Like I said, most of this issue is just a fight scene, but thankfully Dan Jurgens is able to liven it up with some good art, while George Perez and the colorist duo Tanya and Richard Horie are able to really let that artwork pop and keep it not only fast, but interesting. 

Oliver, wearing the green suit, is kept the focus of many panels, and the Hories do a decent job of making it so there aren't too many color clashes going on. 

Jurgens's art, though, is a bit basic. Yes it is good for action, but when it comes to characters just standing around it falls apart a bit. This was problematic across the board for DC; all the artwork almost looked exactly the same, save for a few rare cases. Jurgens draws this issue just fine for what it is, but it doesn't get too complex. 

Speaking of, let's finally talk about the suit. I rather like it for the Oliver Queen they're going for. If this were the older version of the character, yeah, I could see it not-fitting well. But Oliver needs the gadgets to compensate for inexperience, plus he's just adapting to a technological world around him. The trick arrows inform that as well, since they're less used as gimmicks and more as a way to compete with the advancements in technology we'd made. 

The suit itself looks like it's more armor than just your basic shirt and pants, but again, it makes sense in the context of the story. Oliver is, after all, leader of one of the biggest technological corporations in the world. Naturally, he's going to be using some of that tech for himself. The goggles are a bit stupid (another thing highlighted later on in Geoff Johns's Justice League of America comic) and I don't get their idea of "hood down makes Oliver younger." It looks cooler with the hood, at least while he's prowling around. In combat, sure, it can be used against you, but it makes him look a little more intimidating otherwise. 

The best thing about this comic is the fighting, which highlights Green Arrow's fighting abilities. One thing that always bugs me about how some people write the character is that they think he isn't particularly strong or can only contend with C or B-list supervillains. He just walks through a trio of those in this comic with no problem, because Green Arrow is a capable combatant. Deathstroke is, canonically, now associated with Green Arrow. The two can go at it pretty squarely. Not to mention Merlyn or Komodo. Dude can fight, and is pretty darn good at it. 

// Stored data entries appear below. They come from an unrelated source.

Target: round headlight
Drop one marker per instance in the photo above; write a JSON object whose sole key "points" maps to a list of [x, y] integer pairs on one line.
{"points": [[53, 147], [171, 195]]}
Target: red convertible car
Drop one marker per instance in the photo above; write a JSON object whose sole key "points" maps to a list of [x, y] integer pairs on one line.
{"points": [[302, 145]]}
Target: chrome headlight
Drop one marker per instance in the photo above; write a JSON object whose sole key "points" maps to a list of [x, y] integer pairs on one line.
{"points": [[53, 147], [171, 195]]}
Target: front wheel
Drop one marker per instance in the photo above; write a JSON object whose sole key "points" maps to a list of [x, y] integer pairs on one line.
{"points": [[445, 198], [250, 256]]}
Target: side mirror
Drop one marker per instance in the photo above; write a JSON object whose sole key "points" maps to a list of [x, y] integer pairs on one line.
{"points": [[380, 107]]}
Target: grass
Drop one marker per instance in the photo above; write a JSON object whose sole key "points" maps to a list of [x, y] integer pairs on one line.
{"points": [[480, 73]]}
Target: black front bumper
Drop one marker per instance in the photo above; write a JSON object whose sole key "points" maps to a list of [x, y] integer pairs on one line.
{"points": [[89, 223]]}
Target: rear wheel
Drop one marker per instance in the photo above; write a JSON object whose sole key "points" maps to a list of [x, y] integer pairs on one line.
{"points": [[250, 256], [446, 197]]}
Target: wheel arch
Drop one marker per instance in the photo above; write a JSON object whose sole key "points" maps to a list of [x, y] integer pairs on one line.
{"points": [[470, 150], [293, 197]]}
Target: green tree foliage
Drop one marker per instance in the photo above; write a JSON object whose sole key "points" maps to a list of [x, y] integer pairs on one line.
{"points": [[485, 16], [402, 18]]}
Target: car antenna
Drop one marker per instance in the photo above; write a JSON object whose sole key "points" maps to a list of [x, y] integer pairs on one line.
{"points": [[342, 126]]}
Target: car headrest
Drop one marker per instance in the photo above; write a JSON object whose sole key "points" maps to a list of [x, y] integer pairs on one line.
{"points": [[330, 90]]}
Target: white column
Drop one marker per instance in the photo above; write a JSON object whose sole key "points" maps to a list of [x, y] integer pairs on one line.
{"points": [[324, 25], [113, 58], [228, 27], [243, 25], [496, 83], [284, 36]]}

While this issue would be fine as a simple one-off, or something to lead into a mini-arc, it isn't the best first issue, especially for a controversial reboot. While new concepts are introduced and explored, there isn't a grand feeling of a big, new adventure on the horizon. It just feels like Green Arrow was relocated, simple as that. If you're curious about what the New 52 Green Arrow is like, this is a fine place if you want something quick. But if you want the best of the the volume, it easily starts with Green Arrow #17, where Lemire and Sorrentino began their run. 

And so, another #1 month comes to a close. A pretty average go-around this time...though reviewing two New 52 books probably didn't help.